Evading the dreaded Collective Bargaining Agreement talks, a group of players led by LeBron James has established a new, not so secret, base in Miami.
The evil deputy commissioner Adam Silver, obsessed with cost cutting to make the league profitable, has dispatched owners and league accountants into the far reaches of the NBA…
On Thursday October 21, Commissioner David Stern announced that the league and its owners will push for a 33 percent reduction in player salary. This announcement comes after Stern said that there was no quantifiable progress in the collective bargaining talks throughout the course of the summer. It seems as though players overlooked a decision that really matters.
The drop in salaries that Stern is looking for is in the range of $750 million to $800 million. Profitability is the end goal for the league and cutting the salaries, the NBA spends roughly $2.1 billion annually on player salaries and benefits, is a solution to the projected league-wide losses of $340 million to $350 million this season. At present, the players receive 57 percent of the league’s basketball-related income. A salary decrease along these lines would drop the player’s share to 48 percent. Therefore, the $350 million deficit would become a $350 million profit.

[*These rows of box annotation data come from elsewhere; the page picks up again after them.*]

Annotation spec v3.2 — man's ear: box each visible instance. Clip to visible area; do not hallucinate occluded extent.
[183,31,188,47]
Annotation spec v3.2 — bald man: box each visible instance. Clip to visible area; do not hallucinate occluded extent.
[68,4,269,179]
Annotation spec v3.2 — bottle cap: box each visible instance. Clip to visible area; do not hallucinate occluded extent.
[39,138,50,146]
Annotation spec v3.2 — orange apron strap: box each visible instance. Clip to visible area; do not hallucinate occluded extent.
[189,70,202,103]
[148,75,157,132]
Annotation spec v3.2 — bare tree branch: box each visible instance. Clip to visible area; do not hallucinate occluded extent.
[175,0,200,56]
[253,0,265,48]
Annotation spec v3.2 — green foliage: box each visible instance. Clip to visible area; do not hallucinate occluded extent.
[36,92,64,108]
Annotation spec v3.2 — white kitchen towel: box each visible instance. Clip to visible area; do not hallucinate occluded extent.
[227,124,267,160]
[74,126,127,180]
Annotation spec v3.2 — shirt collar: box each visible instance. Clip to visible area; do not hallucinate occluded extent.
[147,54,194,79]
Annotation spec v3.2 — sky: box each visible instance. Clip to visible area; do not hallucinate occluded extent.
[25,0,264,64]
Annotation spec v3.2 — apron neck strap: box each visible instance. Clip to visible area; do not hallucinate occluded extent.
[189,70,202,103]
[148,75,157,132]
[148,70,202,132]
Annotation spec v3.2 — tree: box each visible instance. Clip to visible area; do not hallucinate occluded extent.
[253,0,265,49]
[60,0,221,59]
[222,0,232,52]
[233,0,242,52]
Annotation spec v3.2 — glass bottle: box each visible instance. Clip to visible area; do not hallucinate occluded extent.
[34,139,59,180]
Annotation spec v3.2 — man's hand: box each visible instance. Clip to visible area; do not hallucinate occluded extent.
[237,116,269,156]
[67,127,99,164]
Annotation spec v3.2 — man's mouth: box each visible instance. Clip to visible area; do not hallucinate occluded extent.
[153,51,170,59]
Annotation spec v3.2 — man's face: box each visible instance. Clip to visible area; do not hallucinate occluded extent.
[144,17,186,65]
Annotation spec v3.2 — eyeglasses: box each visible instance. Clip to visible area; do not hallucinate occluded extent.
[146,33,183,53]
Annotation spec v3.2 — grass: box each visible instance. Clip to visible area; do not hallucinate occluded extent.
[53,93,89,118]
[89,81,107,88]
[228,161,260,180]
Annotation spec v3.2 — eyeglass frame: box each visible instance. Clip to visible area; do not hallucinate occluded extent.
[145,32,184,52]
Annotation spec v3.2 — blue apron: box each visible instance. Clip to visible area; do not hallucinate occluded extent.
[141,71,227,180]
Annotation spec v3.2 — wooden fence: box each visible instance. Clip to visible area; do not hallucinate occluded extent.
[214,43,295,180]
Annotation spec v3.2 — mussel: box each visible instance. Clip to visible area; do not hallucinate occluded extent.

Who can really blame Stern and the owners for wanting to cut player salaries after the gaudy excesses with which the players treated themselves this summer in terms of max contracts and shifting league power? The competitive balance of the league has come under much scrutiny over the past couple of years and there seems to be no resolution of the issue in sight. This summer only proved that there are now even greater rifts between the haves and have-nots.
Not surprisingly, Billy Hunter, the executive director of the players association, does not support the league’s proposal. He feels that limiting the players’ salaries is the wrong way for the league to go about its financial restructuring. Despite his and the players’ objections to the league’s recent proposal the NBPA has not offered up any alternatives or compromises other than calling for expanded revenue sharing between owners.

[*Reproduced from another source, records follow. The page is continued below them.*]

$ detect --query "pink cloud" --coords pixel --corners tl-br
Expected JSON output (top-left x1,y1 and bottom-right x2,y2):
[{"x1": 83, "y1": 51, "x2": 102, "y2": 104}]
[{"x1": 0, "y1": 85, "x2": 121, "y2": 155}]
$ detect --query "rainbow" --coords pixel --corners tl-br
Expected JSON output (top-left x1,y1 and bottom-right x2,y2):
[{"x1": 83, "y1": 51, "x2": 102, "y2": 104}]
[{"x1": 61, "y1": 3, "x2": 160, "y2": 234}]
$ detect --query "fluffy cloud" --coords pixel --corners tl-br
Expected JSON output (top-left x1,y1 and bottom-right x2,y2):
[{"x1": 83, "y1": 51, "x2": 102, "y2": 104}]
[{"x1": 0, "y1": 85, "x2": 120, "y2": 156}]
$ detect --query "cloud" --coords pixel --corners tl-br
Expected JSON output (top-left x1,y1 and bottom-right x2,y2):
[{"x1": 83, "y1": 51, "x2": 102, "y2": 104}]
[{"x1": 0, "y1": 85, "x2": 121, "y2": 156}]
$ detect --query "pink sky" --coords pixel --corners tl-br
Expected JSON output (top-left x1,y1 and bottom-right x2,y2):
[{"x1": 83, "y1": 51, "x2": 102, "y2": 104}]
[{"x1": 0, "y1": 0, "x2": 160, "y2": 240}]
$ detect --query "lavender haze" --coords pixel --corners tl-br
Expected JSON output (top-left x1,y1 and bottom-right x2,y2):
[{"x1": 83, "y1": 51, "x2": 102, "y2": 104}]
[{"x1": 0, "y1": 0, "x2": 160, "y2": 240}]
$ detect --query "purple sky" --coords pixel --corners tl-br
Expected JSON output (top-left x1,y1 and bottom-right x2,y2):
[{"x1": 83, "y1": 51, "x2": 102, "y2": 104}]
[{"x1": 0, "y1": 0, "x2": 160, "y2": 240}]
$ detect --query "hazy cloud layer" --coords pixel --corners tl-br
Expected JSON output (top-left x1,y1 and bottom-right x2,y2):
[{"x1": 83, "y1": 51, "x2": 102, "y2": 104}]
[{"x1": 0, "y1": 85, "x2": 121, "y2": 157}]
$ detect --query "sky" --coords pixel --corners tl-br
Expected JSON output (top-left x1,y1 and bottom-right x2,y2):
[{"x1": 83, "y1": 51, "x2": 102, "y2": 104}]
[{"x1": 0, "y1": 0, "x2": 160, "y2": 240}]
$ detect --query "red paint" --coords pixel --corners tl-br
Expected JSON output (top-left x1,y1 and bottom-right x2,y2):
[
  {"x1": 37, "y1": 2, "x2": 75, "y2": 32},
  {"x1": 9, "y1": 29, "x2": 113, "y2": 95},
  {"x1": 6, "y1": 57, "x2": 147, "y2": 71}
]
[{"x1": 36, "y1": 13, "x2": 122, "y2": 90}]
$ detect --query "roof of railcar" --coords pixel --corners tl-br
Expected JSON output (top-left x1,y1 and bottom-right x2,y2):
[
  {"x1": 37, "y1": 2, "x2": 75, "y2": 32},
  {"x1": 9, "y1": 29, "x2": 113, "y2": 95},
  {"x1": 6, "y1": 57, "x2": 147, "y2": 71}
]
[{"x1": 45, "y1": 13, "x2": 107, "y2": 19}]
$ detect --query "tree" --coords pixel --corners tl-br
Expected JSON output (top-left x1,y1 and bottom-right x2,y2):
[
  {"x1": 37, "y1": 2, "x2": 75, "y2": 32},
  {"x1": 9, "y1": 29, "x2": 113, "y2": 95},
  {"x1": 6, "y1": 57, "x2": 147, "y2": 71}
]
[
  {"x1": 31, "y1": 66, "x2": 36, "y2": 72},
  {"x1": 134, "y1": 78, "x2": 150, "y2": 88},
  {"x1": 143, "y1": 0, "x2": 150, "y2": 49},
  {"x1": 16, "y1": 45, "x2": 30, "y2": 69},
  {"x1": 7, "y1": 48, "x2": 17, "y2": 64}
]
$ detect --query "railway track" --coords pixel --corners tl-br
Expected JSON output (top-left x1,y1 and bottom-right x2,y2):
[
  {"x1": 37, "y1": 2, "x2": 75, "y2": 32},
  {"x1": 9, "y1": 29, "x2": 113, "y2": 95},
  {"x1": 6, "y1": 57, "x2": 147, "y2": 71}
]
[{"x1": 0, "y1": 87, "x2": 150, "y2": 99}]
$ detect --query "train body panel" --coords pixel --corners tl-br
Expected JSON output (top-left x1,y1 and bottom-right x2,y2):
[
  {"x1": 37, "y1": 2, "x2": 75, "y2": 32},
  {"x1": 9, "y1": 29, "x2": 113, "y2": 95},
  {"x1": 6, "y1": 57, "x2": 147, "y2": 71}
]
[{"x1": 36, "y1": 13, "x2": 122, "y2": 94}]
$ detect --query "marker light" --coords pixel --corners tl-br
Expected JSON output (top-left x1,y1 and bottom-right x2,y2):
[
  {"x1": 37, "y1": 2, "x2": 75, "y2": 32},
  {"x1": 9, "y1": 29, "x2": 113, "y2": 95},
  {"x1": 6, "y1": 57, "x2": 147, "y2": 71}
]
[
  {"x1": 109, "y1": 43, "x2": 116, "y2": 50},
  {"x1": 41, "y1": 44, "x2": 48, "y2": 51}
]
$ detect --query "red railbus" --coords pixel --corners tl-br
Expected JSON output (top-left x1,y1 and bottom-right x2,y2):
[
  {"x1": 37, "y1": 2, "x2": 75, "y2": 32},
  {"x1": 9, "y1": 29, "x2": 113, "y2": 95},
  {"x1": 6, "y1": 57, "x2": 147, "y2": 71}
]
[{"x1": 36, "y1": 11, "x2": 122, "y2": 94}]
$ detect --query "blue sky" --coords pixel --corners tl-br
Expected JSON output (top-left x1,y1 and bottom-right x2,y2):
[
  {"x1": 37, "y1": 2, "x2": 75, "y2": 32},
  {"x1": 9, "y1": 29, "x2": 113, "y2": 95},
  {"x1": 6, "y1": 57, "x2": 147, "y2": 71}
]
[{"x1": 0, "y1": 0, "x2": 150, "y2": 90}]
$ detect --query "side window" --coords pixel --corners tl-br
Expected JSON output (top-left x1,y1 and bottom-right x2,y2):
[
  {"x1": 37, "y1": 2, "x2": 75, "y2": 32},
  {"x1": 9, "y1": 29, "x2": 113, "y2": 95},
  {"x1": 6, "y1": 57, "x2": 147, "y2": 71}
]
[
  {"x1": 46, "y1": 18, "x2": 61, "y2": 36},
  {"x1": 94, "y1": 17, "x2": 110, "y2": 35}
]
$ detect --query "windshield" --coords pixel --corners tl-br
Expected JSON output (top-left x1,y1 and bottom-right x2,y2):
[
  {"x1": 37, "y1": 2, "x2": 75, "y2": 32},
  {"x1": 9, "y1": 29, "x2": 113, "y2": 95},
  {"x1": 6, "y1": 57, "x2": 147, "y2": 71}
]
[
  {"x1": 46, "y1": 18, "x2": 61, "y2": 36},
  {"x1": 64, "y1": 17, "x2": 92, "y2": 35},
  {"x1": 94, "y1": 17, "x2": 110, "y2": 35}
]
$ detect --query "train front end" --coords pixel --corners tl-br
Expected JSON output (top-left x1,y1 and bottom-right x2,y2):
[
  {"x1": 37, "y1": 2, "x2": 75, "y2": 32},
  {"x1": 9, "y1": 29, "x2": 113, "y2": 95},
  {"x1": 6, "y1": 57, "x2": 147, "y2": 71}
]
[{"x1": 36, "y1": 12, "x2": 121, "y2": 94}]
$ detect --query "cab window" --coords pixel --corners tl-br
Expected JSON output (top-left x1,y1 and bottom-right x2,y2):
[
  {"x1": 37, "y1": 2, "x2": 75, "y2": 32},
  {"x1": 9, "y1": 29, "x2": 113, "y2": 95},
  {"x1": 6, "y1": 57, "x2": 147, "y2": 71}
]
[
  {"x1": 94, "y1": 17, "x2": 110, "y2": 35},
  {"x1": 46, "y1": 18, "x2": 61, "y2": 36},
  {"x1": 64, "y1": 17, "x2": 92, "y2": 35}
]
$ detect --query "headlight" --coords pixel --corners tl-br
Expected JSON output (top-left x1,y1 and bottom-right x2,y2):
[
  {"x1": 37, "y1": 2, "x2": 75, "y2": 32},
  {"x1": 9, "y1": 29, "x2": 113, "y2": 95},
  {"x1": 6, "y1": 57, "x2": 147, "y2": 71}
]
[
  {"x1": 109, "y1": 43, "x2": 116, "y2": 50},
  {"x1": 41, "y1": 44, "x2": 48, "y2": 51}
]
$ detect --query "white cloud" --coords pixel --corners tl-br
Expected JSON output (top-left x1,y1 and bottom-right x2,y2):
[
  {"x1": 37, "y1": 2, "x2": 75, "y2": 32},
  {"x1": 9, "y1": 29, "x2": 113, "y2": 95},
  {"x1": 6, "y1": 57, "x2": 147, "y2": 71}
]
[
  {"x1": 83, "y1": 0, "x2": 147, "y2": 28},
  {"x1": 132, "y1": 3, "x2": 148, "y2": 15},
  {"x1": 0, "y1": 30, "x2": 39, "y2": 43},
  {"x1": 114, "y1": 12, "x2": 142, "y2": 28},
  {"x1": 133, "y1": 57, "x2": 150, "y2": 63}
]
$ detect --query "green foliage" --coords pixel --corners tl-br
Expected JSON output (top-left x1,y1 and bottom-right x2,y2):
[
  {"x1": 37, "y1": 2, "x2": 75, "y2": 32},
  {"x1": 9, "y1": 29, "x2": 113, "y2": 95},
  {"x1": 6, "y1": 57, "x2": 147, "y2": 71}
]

Contraction has also been mentioned as a possible step for the league to take to regain profitability. That alone expresses how serious the league is about righting its financial books. The players and the union certainly will not want to see this happen. The fewer number of teams there are in the league means that there will be fewer contracts for players to earn. This step, however, would also hurt the NBA’s regional fan bases. Less profitable teams would be targeted during this process which would leave cities such as Sacramento, New Orleans, Toronto, and possibly Indianapolis as possible NBA dust bowls or worse joining the ranks of Seattle, the Alderaan of the NBA. No one wants to see this take place.

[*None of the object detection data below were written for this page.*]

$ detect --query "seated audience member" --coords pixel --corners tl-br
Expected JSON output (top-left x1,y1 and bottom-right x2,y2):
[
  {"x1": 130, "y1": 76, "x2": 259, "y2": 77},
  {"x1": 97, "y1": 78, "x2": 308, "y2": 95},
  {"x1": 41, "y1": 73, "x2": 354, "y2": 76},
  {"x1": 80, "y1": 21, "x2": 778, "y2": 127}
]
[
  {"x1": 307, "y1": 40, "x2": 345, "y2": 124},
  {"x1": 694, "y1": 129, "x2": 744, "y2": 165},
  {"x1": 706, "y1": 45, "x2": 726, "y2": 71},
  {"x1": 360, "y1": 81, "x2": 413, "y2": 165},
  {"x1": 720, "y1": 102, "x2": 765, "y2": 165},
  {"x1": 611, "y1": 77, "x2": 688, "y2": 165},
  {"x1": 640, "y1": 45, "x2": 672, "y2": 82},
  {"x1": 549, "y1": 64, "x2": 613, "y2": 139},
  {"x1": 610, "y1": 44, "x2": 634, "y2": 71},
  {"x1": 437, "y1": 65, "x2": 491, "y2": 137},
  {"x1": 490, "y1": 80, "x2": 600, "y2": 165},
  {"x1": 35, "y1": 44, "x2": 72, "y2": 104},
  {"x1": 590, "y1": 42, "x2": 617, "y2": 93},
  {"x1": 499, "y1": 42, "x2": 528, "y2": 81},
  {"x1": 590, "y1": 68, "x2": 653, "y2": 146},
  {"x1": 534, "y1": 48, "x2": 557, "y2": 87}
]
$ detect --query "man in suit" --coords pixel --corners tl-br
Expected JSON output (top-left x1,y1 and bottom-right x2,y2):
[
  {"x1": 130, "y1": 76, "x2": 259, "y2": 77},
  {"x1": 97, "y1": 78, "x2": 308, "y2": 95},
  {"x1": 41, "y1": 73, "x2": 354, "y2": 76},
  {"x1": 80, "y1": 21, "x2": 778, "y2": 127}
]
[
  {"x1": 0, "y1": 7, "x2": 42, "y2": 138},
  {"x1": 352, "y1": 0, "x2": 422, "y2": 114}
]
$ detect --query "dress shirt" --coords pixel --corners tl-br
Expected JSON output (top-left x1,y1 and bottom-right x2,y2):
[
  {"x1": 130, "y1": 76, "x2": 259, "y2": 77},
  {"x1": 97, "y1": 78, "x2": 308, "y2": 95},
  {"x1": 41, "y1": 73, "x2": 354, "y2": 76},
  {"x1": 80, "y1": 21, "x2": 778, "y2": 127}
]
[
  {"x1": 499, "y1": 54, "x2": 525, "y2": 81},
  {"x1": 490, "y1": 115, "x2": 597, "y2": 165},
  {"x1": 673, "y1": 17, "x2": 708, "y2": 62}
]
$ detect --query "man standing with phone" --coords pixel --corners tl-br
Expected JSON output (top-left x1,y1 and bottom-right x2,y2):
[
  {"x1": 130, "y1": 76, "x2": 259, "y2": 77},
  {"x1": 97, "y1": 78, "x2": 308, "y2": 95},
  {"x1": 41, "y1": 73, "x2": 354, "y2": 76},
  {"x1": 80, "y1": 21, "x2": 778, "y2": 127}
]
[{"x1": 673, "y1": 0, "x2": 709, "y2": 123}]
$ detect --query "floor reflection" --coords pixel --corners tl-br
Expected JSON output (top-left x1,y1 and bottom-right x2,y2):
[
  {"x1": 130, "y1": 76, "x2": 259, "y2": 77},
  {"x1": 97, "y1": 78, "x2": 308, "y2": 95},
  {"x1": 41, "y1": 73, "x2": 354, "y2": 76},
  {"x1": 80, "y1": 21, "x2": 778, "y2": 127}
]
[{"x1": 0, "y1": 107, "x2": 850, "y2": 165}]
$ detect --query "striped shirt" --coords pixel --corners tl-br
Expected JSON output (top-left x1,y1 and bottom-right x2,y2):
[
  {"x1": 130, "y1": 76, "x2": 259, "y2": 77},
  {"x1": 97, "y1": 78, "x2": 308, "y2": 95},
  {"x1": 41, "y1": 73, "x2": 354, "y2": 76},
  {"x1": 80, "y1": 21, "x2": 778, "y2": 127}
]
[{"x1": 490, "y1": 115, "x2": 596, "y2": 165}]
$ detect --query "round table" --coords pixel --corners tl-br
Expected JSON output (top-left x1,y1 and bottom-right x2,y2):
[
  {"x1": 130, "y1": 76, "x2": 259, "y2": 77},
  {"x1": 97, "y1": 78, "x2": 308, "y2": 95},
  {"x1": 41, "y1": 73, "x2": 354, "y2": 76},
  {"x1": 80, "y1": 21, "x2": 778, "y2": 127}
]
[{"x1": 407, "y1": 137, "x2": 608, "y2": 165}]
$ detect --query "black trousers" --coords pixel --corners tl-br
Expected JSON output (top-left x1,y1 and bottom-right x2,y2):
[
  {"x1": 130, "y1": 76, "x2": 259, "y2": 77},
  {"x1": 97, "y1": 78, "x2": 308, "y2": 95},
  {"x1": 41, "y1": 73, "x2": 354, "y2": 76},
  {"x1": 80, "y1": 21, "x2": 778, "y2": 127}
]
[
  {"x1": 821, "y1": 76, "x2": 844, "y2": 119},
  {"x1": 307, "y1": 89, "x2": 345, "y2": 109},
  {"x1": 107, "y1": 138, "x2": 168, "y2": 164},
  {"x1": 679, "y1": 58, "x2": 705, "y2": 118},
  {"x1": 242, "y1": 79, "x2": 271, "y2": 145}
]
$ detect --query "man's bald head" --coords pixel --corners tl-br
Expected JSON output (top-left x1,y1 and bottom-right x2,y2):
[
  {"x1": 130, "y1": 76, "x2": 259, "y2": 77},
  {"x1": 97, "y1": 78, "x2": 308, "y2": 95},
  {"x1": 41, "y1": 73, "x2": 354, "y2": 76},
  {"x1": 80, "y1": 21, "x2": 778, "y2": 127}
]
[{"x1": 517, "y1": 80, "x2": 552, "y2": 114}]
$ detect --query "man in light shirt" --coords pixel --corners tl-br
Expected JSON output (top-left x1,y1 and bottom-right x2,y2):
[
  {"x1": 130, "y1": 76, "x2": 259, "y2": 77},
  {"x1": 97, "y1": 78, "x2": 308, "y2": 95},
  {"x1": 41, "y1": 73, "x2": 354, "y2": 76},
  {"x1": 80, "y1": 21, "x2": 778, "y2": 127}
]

Yet, people outside the league continue to question the league’s stance that it is not profitable in its current construction. Season ticket sales, where teams generate much of their profits, are up considerably this season. However, according to the NBA, the efforts to generate these high sales are far too expensive because of built-in costs. An increase in revenue sharing would help the smaller market teams compete with those in larger cities. On paper this seems to be a good solution until you insert two variables into the equation: the New York Knicks and the San Antonio Spurs. New York is the largest market in the country and yet the Knicks have been one of the league’s most uncompetitive teams for the better part of a decade. This is in part because of mismanagement but it goes to show that large market teams are not always better. The Spurs on the other hand are considered a small market team but have won four championships over the past 11 seasons. Clearly revenue sharing is not the only solution.
Essentially, the owners and the league want to spend less money and have performance based fail-safe’s on their investments while the players and the union want to keep things as they are. The Players Association is in trouble. More and more are their actions being seen as impotent and they keep falling back when Stern takes action. They threatened to sue the league over the new technical foul rules but what case do they really have to make on that issue? It was a laughable threat at the most. Time is running out and they must get something done to remain relevant.
The CBA expires on June 30 and both sides hope to come to an agreement before then to avoid a work stoppage. Commissioner Stern, the owners, and the league have played their hand and it is strong, or so they would have the players believe. It is up to the players and their union to decide what to do from here until February’s All Star weekend, which has been deemed by both Hunter and Stern as the unofficial deadline to reach an agreement on the new CBA. Hunter has said that the union is prepared to strike but how much would that really help their cause? If anything it would forfeit all their bargaining power. The ball is literally in the players’ court.